I like that difference. 



> A lab won't ask "why?


A Vizsla *will* ask "why".

Good video on just the basics of the Vizsla.

RBD


----------



## jcbuch (Oct 15, 2009)

i too like the a lab wont ask why!and i agree on that.

My experience with both breeds are from field bred dogs. I have to admit i never did class type training for obedience and none of my vizslas are taught to sit on command, that is for an obvious reason as they are field dogs first and i cant have a dog sit when its on point. My labs had bounds of energy. for 15 years i rode endurance on Arabian horses and my labs did 15 mile training runs with me in the woods and mountains. I just find V's a lot easier and willing to train. The only part of a V is you cannot put to much pressure on them in training as they can wilt. The odds of that happening with labs or GSP's are considerably lower. i do look forward to your training videos though


----------



## threefsh (Apr 25, 2011)

jcbuch said:


> My experience with both breeds are from field bred dogs.

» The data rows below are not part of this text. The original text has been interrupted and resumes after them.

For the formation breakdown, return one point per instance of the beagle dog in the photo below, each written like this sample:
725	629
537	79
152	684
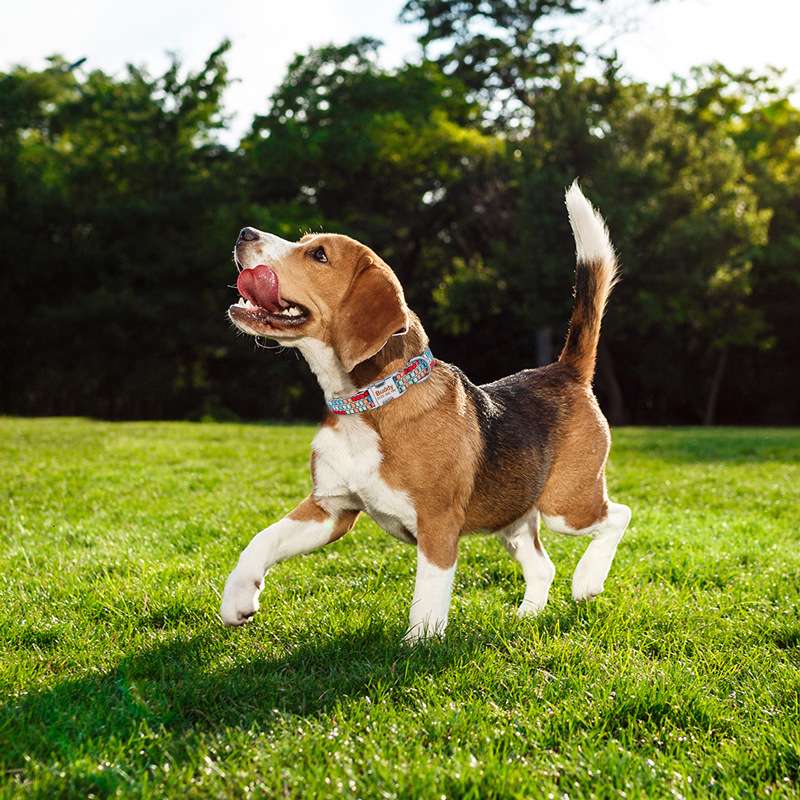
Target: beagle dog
412	442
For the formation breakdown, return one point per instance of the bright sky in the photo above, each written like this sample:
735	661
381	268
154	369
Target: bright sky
669	38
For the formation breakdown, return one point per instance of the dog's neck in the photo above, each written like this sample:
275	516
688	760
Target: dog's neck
336	382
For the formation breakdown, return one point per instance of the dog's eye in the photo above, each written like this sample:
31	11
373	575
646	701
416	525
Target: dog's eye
319	255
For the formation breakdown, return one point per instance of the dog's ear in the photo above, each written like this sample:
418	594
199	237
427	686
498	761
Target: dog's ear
372	310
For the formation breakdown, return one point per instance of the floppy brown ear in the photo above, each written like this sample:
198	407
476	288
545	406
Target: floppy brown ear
372	310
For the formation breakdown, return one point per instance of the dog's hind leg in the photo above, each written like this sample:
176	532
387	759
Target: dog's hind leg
523	540
593	568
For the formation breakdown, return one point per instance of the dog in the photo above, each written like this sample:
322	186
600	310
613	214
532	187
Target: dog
411	442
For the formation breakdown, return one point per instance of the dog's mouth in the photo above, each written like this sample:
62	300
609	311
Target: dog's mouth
260	301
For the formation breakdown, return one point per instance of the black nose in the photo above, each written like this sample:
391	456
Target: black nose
248	235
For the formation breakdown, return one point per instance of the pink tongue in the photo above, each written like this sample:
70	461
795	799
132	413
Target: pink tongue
259	285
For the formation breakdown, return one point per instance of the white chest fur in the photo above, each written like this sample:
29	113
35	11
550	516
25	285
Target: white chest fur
347	475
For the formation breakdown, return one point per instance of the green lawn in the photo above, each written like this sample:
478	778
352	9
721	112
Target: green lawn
116	675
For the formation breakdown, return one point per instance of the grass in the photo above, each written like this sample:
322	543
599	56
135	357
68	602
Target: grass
116	676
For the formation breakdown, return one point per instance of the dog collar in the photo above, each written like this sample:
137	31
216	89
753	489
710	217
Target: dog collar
377	394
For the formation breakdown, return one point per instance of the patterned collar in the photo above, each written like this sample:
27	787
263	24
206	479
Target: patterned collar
377	394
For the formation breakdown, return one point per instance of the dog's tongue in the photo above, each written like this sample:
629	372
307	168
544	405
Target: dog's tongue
259	285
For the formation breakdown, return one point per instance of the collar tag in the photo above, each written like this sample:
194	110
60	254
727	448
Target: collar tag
416	370
384	391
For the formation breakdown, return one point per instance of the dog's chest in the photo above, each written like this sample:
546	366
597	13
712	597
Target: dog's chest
347	459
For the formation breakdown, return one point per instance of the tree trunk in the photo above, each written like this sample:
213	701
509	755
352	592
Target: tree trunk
716	384
607	379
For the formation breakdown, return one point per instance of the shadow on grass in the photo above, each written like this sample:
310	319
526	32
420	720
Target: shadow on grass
710	445
176	686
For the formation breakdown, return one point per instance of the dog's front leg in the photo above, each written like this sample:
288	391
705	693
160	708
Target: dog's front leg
437	552
306	528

Okay, well _that_ explains it! ;D I'm not referring to field-bred labs. I've witnessed a few of them and they are definitely high-energy!


----------



## slesgold (Dec 14, 2012)

threefsh - Has this come to fruition yet? I briefly looked at your blog, but didn't spot anything there. Thanks, Steve


----------



## Vida (Dec 26, 2011)

A training video would be a fab idea. 
I try to use these few commands on my dogs. I don't think they know 10 though ???
Name
Come
Bed 
Wait
Heel
Up
Down ( for laying down only)
Leave it 
Sit
And whistle train - three peeps for come
One peep for sit.
That's all I need so far.
I try to speak as little as possible. Dogs read body language so well and that can tell a vizsla all he needs to know.


----------



## datacan (May 15, 2011)

slesgold said:


> threefsh - Has this come to fruition yet? I briefly looked at your blog, but didn't spot anything there. Thanks, Steve


Three fish is off the forum, said goodbye.....hopefully will be back some day :'(


----------